Think Tank Communication

Google Trends says the Heritage Foundation is winning the battle for traffic among prominent Think Tank websites, followed by the Cato Institute, Brookings and then the Center for American Progress

Note: Heritage.org traffic rose sharply immediately after the launch of the Heritage Foundry blog in early 2008.  I'm not sure how much of a causal connection there is, but it's very likely that the blog (a) improved their daily visitor traffic, (b) improved their Google visibility, and (c) led new blog readers to explore more of the Heritage site.

However, there is an interesting complexity.  The Heritage Foundation and the Center for American Progress are both 501(c)3 organizations, focusing only on policy analysis and education.  They "may not attempt to influence legislation as a substantial part of ... activities [and] may not participate in any campaign activity for or against political candidates."   That sharply limits their ability to use the information they collect effectively in the blogosphere or in audiences outside of policy, academic and some narrow media communities. 

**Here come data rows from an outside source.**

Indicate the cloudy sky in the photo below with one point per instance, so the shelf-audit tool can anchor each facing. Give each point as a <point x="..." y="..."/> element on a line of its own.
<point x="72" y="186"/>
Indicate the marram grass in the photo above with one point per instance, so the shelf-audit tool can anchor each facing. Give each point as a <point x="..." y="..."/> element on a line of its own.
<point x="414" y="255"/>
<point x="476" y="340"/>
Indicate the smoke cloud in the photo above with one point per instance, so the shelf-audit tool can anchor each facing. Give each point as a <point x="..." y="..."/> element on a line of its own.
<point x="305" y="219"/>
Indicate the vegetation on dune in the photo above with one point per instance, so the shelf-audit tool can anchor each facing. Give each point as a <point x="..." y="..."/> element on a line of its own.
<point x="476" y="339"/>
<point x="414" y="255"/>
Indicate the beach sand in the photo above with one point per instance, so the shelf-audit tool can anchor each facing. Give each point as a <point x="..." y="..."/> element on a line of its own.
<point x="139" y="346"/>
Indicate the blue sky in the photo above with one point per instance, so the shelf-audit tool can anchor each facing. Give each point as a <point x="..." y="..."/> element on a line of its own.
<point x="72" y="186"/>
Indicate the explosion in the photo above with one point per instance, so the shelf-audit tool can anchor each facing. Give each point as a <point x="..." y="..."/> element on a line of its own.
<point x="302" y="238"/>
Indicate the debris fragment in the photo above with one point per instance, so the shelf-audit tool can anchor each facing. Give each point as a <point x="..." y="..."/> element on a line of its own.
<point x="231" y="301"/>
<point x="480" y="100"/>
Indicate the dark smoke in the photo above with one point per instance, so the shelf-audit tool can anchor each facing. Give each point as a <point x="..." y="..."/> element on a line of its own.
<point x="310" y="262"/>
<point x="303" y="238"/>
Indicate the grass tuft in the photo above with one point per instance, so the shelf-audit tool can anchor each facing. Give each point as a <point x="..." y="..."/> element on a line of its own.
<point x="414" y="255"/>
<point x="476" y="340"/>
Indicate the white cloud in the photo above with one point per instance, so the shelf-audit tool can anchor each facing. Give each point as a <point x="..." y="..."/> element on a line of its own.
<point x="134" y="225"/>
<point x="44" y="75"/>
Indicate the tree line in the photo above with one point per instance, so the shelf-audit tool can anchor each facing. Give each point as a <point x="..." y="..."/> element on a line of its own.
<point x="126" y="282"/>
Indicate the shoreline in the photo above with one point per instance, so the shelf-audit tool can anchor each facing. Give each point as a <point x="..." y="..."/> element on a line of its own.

However, political advocacy and campaign activity are fuel to bloggers and internet activists.  So, the Center for American Progress set up a separate 501(c)4 organization: the American Progress Action Fund.  501(c)4 organizations can engage in political advocacy and "some political activities".   The Action Fund produces the research distribution outlet, ThinkProgress.org, and the daily talking points newsletter, The Progress Report

Look at how Think Progress compares to the Heritage Foundation.

These, not its own legally limited website, are the communications weapons of the Center for American Progress

Rather than trying to consolidate power within a single bureacracy, they realized their goals required separate organizations, each specializing in one aspect of the larger goal.  They have created one organization to play in the academic and policy world and a second organization to play in the media and activist world.  

Differentiation allows specialization, and specialization allows...well, the kind of success you see above.  This allows them to pursue multiple, coordinated paths to achieve their goals.  As a result, the Center for American Progress is not so much a Think Tank as it is a Marketing Tank.

The lesson here is that, while organizations should think of information as an asset, but they should not necessarily assume they are also the best distributors of that information.  The collection and analysis of information is a task distinct from framing, synthesis and distribution of information. 

Note: the measurement tools are, of course, imperfect; consider this a best-available approximation.